“TAMPON BÖLGE”DEN “KÜRT KORİDORU”NA
“Tampon bölge”
“Uçuşa yasak bölge (No-fly zone, NFZ)”
“Koridor”, “Kürt Koridoru”…
Suriye’de bugünlerde oluşturulmak istenilen “Tampon bölge”, Kuzey Irak’ya kurulan sözde Kürdistan’ın “ Akdenize açılma yolu/koridoru” olmaktan başka neye ya da kime hizmet edeceğini kimse anlamış değil.
ABD’nin bile “Tampon bölge” konusunda kafası karışmış durumda.
Öyle ki, ABD bu konuda ikiye bölünmüş durumda veya “Tampon bölge” ye destek karşılığında “İncirlik üssü” pazarlığında… “ 2. Çekiç Güç” vakası mı yaşanacak, göreceğiz…
***
Bizler son “tampon bölge/uçuşa yasak bölge” golünü 1991’de yemiştik.

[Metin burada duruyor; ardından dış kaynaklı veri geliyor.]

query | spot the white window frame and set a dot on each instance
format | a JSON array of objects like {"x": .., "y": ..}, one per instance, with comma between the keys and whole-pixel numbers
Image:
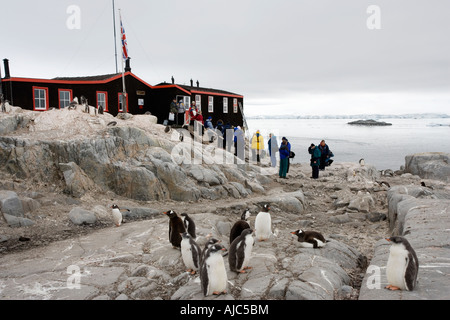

ABD öncülüğündeki koalisyon, Irak hava sahasının iki kesimini oradaki Kürt ve Şiileri Saddam’ın hava kuvvetlerinden korumak adına uçuşa yasak bölge ilan etmişti.
Şiiler i korumak için 32’inci paralelin güneyini,
Kürtler i korumak için de, Türkiye sınırına kadar 36’ıncı paralelin kuzeyini “uçuşa yasak bölge” ilan etmişti.
İşte bu karar Irak’ın kuzeyinde bugün kurulan sözde Kürdistan(!)’ın kurulmasına ve bugünlere gelmesine neden olmuştu.
***
Bugünlerde Ankara tarafından ısrarla talep edilen ve IŞİD’e müdahale için ön şart olarak öne sürülen Suriye’nin kuzeyi ve Türkiye arasındaki “Tampon bölge” için en büyük risk, bölgede yaşanması muhtemel gelişmeler sonrası oluşacak olan “otorite boşluğu”nun kimin tarafından ne şekilde doldurulacağıdır.
1991 yılında Kuzey Irak’ta 36’ıncı paralelin kuzeyinde oluşan son tampon bölge “otorite boşluğu” ve ABD’nin küresel güçlerinde desteği ile “bölge Kürtleri tarafından bağımsız bir yönetim” kurdurulmak suretiyle doldurulmuştur.
***
Oluşturulmak istenilen “tampon bölge” öyle görünüyor ki;ABD, NATO, Rusya, Çin, Türkiye, PKK-PYD, IŞİD Ortadoğu Ülkeleri/Halkları ve Suriye’nin içerisinde değişken olarak bulunduğu “ çok bilinmeyenli bir denklem” şeklinde karşımıza çıkacaktır.
Rusya ve Çin , tampon bölgeye ve Esad’ın düşürülmesine karşı olduğunu net/açık bir şekilde açıkladı.
“Tampon bölge ” ile oluşacak alandan, yaşanan süreçler sonrasında oluşacak otorite boşluğunu bölge Kürtlerinin doldurarak, “ Kuzey Irak petrolleri ve doğal gazı Kerkük dahil artık tüm kaynakların Suriye’nin kuzeyindeki yapıda inşa edilecek boru hatlarıyla direkt olarak Akdeniz’e çıkmayacağını kim garanti edebilir? ”
***
Bugün, Kuzey Irak’ta sözde Kürdistan(!)’ı kur(du)anlar, Rojava(!) yani sözde Suriye Kürdistanı(!) denilen bölgeyi de içerisine aldıktan sonra, hedeflerini saklamayan ve açıkça Türkiye Cumhuriyet sınırları içerisinde bulunan topraklara sözde “Kuzey Kürdistan(!)” diyebilen/dedirten zihniyet için sırada ne olduğu açıktır.
Düne kadar, bebek katili PKK Terör örgütü’nün siyasal borazanları; “Kobane(!) düşerse Ankara düşer” sözleri sarf ederken, bugün; sözde Kobane(!) Kantonu eş başkanı enver müslim denilen zat “Kobane düşerse Diyarbakır düşer” deme küstahlığını gösterebilmektedir.
BOP denilen illet e bakıldığında IŞİD’in Ayn el Arap’a düzenlediği saldırının etkilerinin Türkiye’de ne kadar güçlü şekilde karşılık bulduğuna bakılırsa hedefler/amaçlar açıkça görülmektedir.
Sözde “Bağımsız Kürdistan(!)” hayalleri ile tutuşanlar için BOPçu ve küresel babaların oyununu bu aziz Millet daha önce bozduğu gibi yine, güçlü, sakin, vakur, sabırlı ve soğukkanlı duruşu ile bozacaktır.